Experts call for making use of social marketing
to address health issues beyond family planning
Kochi, Dec 3: The first global health conference on social marketing (SM) and social franchising (SM) began here today with experts stressing the need to scale up the use of SM and SF tools to address a wider gamut of health challenges in India, instead of limiting them to just family planning.
In her address at the inaugural session of the conference, Ms. Anuradha Gupta, Additional Secretary and Mission Director of National Rural Health Mission (NRHM), Ministry of Health and Family Welfare (MoHFW), said that India was a pioneer in social marketing in the health sector. “But we have not been able to take it to the second level.

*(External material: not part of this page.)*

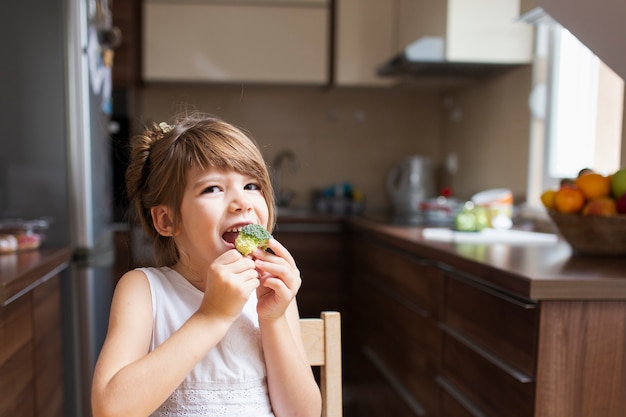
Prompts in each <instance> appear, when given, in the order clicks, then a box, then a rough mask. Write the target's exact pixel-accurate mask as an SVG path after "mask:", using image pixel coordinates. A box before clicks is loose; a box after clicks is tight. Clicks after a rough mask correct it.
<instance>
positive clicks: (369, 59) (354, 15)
mask: <svg viewBox="0 0 626 417" xmlns="http://www.w3.org/2000/svg"><path fill="white" fill-rule="evenodd" d="M336 2H337V5H336V13H337V15H336V25H335V27H336V41H335V44H336V48H335V82H336V84H337V85H342V86H385V85H389V84H390V83H391V81H390V80H389V79H388V78H382V77H380V76H378V75H377V73H376V68H377V67H378V66H379V65H380V64H381V63H382V62H383V61H384V60H385V59H388V58H389V57H390V56H391V55H392V54H393V53H394V52H396V49H395V36H394V31H395V27H396V22H395V19H394V13H393V10H394V8H393V1H390V0H336Z"/></svg>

It is mostly confined to family planning and marketing of contraceptives,” she said.
Experts in healthcare and allied areas from 25 countries are taking part in the three-day meet, the “Global Health Conference on Social Marketing and Franchising”, organised by HLFPPT, a not-for-profit trust promoted by the mini-Ratna Cental public sector enterprise HLL Lifecare Ltd, with the support of Ministry of Health & Family Welfare, Indian Institute of Corporate Affairs (IICA), HLL and National AIDS Control Organisation (NACO).
Explaining the need to diversify SM and SF initiatives, Ms. Gupta said it was important to contain maternal and child mortality in the country. “We are facing the emerging challenge of non-communicable diseases. There is an urgent need to pay attention to preventing diseases,” she said.
Ms. Gupta said that social marketing is about selling ideas and information that could influence behaviour aimed at addressing the concerns in public health. “Social franchising is the key and we need to appreciate its role in providing consistency of service and ensuring price standardisation,” she said.
Speaking on ‘The Social Marketing of Contraceptives and its impact on World Fertility Trends’, Mr. Philip D Harvey, President of DKT International (a non-profit organisation that designs and operates social marketing and clinical programs for family planning and AIDS prevention in developing countries), said that social marketing programmes have been serving 66 million couples across 67 countries in the world.
Elaborating on the advantages of social marketing, Mr. Harvey said that it uses pre-existing infrastructural skills besides reaching out to a large number of people. Social marketing is cost-effective and a bridge to self-sufficiency. In social marketing, contraceptives are sold and not given away. Social marketing is mostly products and Social Franchising is mostly about providing services, he said.
Dr. M. Ayyppan, Chairman and Managing Director of HLL Lifecare Ltd, said that the initiatives to provide infrastructure for population stabilisation are like the hardware of a computer system. However, the real challenge is the development of the software – to make people believe and accept the need for change or transformation. This is where the role of social marketing in changing the behaviour of people becomes significant, he said.
Ms. Sheena Chhabra, Team Leader, Health Systems Development, US Agency for International Development(USAID); Ms Frederika Meijer, Representative, United Nations Population Fund, India and Country Director, UNFPA, Bhutan; Mr. Guy Stallworthy, Senior Programme Officer, Integrated Delivery, Bill and Melinda Gates Foundation; Mr. Sam Sharpe, Country Head, Department for International Development; Mr. Tewodross Melesse, Director General, International Planned Parenthood Federation; spoke.
Ms. Anuradha Gupta released the book ‘Social Marketing in India’ penned jointly by Ms. Nancy Lee, Adjunct Faculty of University of Washington and Mr. Sameer Deshpande, Associate Professor, University of Lethbridge, on the occasion.
Dr. M. Ayyappan welcomed the gathering while Mr. Sharad Agarwal, Chief Executive Officer of HLFPPT proposed the vote of thanks.